Heartland forced to update Q3 results as data breach costs rack up

Heartland forced to update Q3 results as data breach costs rack up

Heartland Payment Systems has revised its third quarter results after doubling the provision - to $73.3 million - for expenses related to the massive data breach it suffered last year.

Earlier this month the payment processor included a $35.6 million pre-tax provision for expenses related to the data breach in its Q3 results, contributing to a net loss of $13.6 million.

Heartland says that since then it has held settlement discussions that resulted in an increase in offers made to some claimants affected by the breach. As a result, it believes that SFAS No.5, "Accounting for Contingencies" requires it to increase the reserve.

The company has now increased the pre-tax provision to $73.3 million, or $1.22 per share taking the provision for the nine months to $105.3 million (pre-tax) or $1.74 per share.

This means that in its Form 10-Q, filed with the SEC yesterday, the company records a Gaap net loss for the quarter of $37.1 million, or 99 cents a share, and a Gaap net loss for the nine months of $42.2 million, or $1.12 per share.

Heartland reported in January that it had found malicious software in its processing system, potentially compromising the card data of millions of people. The malware, planted last year, compromised data that crossed its network with credit card numbers and expiration dates exposed.

The breach has also contributed to a legal spat with VeriFone that has seen both companies file lawsuits in recent weeks.
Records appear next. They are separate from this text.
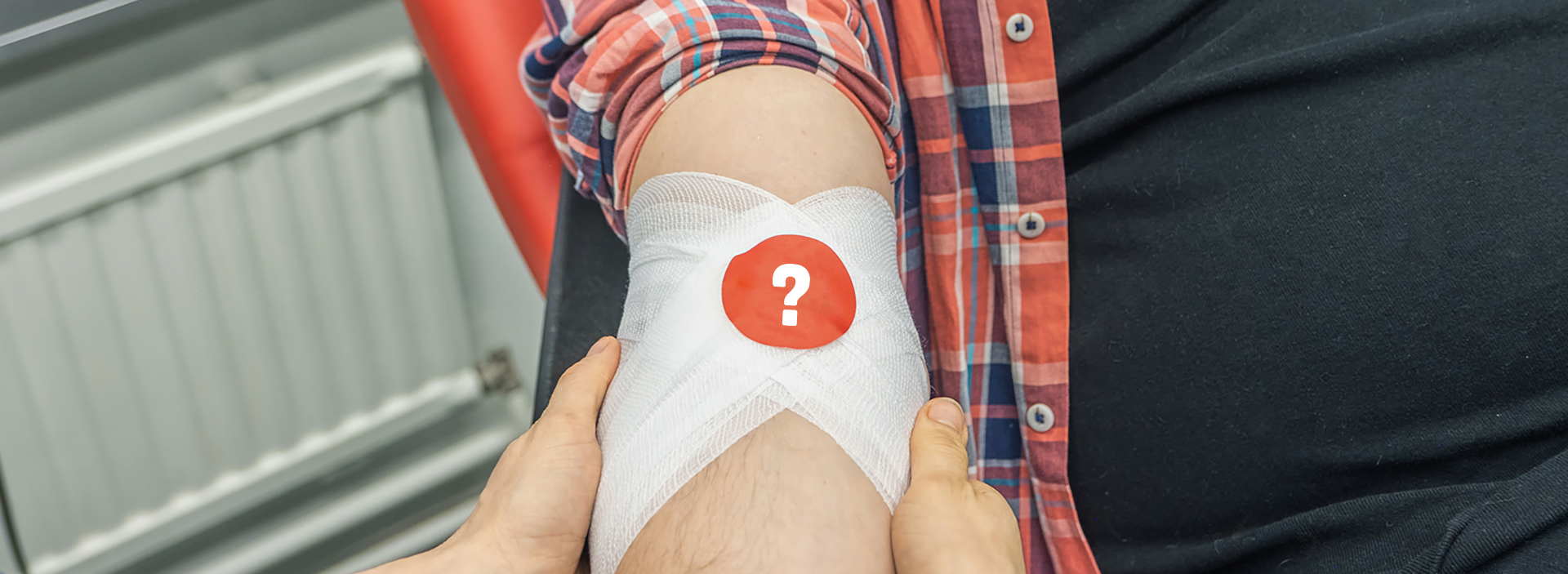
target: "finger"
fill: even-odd
[[[909,480],[949,483],[969,481],[969,453],[964,450],[967,423],[952,398],[933,398],[920,408],[909,433]]]
[[[604,405],[604,392],[610,389],[615,369],[621,364],[621,342],[615,337],[602,337],[588,356],[577,361],[561,373],[550,394],[550,405],[539,417],[561,420],[594,420],[599,417],[599,405]]]

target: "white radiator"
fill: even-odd
[[[420,66],[395,45],[0,188],[31,572],[111,569],[477,395]]]

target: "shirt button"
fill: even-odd
[[[1029,14],[1018,13],[1007,19],[1007,38],[1011,38],[1014,42],[1022,42],[1033,35],[1035,19],[1029,17]]]
[[[1029,212],[1018,216],[1018,234],[1024,238],[1035,238],[1046,232],[1046,218],[1040,213]]]
[[[1035,433],[1044,433],[1051,430],[1051,427],[1057,425],[1057,414],[1051,411],[1046,403],[1029,405],[1029,411],[1024,412],[1024,419],[1029,422],[1029,428],[1033,428]]]

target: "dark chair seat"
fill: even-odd
[[[572,183],[571,174],[561,174],[555,249],[544,289],[535,419],[544,412],[566,367],[582,359],[594,340],[616,332],[626,304],[626,243],[610,231],[599,204],[577,194]]]

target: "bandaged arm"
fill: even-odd
[[[887,201],[883,158],[864,114],[840,91],[797,69],[754,66],[710,78],[665,110],[643,144],[632,190],[660,174],[706,173],[789,202],[842,187],[869,188]],[[883,216],[891,226],[891,212]],[[916,406],[925,398],[924,383],[917,389]],[[834,438],[782,412],[740,444],[745,449],[712,461],[637,533],[621,572],[726,560],[746,569],[891,571],[886,492]],[[798,477],[782,480],[784,488],[756,478],[790,474]],[[746,563],[757,557],[768,561]],[[594,566],[599,572],[608,565]]]

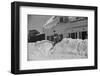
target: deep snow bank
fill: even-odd
[[[57,55],[79,55],[87,57],[88,40],[64,38],[61,42],[53,46],[53,42],[48,40],[37,41],[28,44],[28,58],[34,56],[48,57]]]

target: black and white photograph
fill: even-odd
[[[11,72],[97,69],[97,7],[13,2]]]
[[[88,17],[27,16],[28,61],[88,58]]]

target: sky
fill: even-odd
[[[43,25],[51,18],[48,15],[28,15],[28,30],[38,30],[42,33]]]

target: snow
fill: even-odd
[[[55,46],[48,40],[28,43],[28,60],[88,58],[88,40],[64,38]]]

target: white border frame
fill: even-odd
[[[88,17],[88,59],[27,61],[27,14]],[[82,9],[57,9],[20,7],[20,70],[62,67],[94,66],[94,11]]]

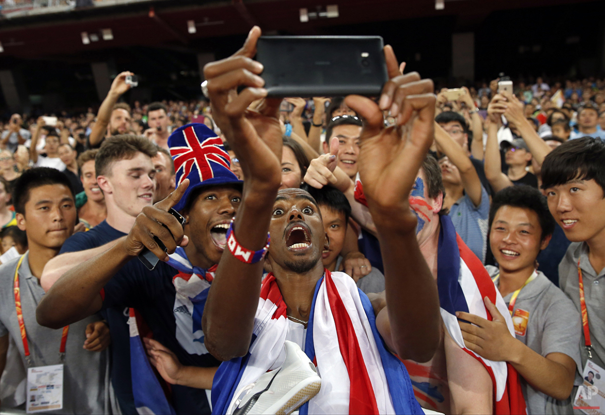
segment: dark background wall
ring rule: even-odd
[[[336,2],[313,4],[321,9]],[[352,0],[338,3],[338,18],[307,23],[299,22],[299,9],[315,6],[302,0],[159,1],[0,19],[0,81],[2,72],[10,73],[24,111],[97,106],[96,62],[106,65],[110,79],[123,70],[139,75],[139,86],[128,100],[195,98],[200,56],[228,56],[252,24],[272,34],[381,35],[407,62],[407,70],[433,78],[439,86],[489,81],[502,72],[526,80],[605,75],[605,2],[505,2],[446,1],[443,10],[436,10],[427,0]],[[222,23],[198,24],[192,34],[189,19]],[[105,27],[112,28],[114,39],[82,43],[82,31]],[[474,56],[471,71],[455,76],[453,61],[461,53],[453,39],[459,33],[474,37]],[[15,103],[4,91],[0,111],[11,106]]]

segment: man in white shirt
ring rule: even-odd
[[[39,125],[31,139],[31,147],[30,147],[30,158],[33,162],[34,166],[38,167],[52,167],[58,170],[63,171],[67,166],[61,161],[59,156],[59,138],[56,131],[53,129],[48,131],[45,137],[46,144],[44,146],[46,156],[39,155],[36,146],[40,137],[40,130],[42,126]]]
[[[0,144],[5,146],[7,150],[14,153],[17,146],[22,144],[31,137],[31,134],[22,127],[23,118],[18,114],[11,115],[8,128],[2,133]]]

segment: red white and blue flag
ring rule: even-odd
[[[174,162],[176,185],[189,179],[185,194],[174,206],[177,211],[185,207],[195,187],[242,182],[231,170],[231,159],[223,141],[203,124],[179,127],[168,138],[168,147]]]
[[[290,324],[286,310],[270,274],[263,282],[248,353],[224,362],[214,376],[212,413],[232,413],[247,385],[281,366]],[[322,386],[299,413],[422,413],[405,366],[385,347],[371,304],[350,277],[325,271],[315,287],[306,332],[302,348]]]
[[[515,331],[508,307],[485,268],[456,233],[451,219],[445,216],[441,217],[437,275],[441,317],[454,341],[479,361],[489,373],[494,385],[494,413],[525,414],[518,374],[512,366],[506,362],[484,359],[465,347],[456,313],[463,311],[491,321],[491,315],[483,302],[486,297],[504,316],[513,336]]]

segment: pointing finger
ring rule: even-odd
[[[332,137],[330,140],[330,154],[336,156],[338,154],[338,147],[340,143],[338,142],[338,137]]]
[[[155,205],[155,207],[168,211],[170,208],[178,203],[181,200],[181,198],[185,194],[185,191],[188,187],[189,179],[185,179],[178,185],[178,187],[174,191],[171,193],[166,199],[156,203]]]
[[[244,42],[244,45],[241,47],[241,49],[235,52],[234,56],[243,55],[248,57],[254,56],[257,54],[257,42],[258,41],[260,36],[261,28],[258,26],[253,27],[248,33],[248,37],[246,38],[246,42]]]

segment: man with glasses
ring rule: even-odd
[[[23,118],[18,114],[13,114],[8,121],[8,128],[0,137],[0,145],[14,153],[17,146],[25,143],[31,138],[31,133],[22,127]]]
[[[450,134],[454,141],[462,147],[465,154],[470,156],[471,162],[473,163],[475,171],[481,180],[481,184],[488,192],[488,195],[491,195],[491,187],[485,176],[483,161],[474,158],[471,155],[468,145],[468,124],[464,117],[455,111],[444,111],[435,117],[435,122]]]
The wrangling is rooted in Heartland's move to develop an end-to-end encryption system in the wake of the breach, with VeriFone claiming an associated terminal violates one of its patents.

Comments: (2)

Nick Green
Nick Green - ISD Consultants - Northampton 10 November, 2009, 16:15Be the first to give this comment the thumbs up 0 likes

There is so much emphasis from the US on end to end encryption and I don't disagree that it is something that should be done. But is it me? Aren't they securing a token (the mag stripe) that is insecure. Yes fraudsters won't be able to steal millions of card details from one place but the magnetic stripe can still be compromised at point of sale. Bolting the stable door come to mind.

Mathew Stewart
Mathew Stewart - Explundish - London 11 November, 2009, 09:15Be the first to give this comment the thumbs up 0 likes

You're right.  At an industry level the magstripe losses really mount up.  I guess players feel less anxiety over that because the losses are little clicks and are shared among many organisations.  It's like lots of little pin-pricks. Whereas a data breach like Heartland's can lead to a big hit on a single company which could, frankly, destroy them. There is no "industry response" here, just private companies trying to avoid a repeat of the Heartland incident, so E2E encryption is the flavour of the month.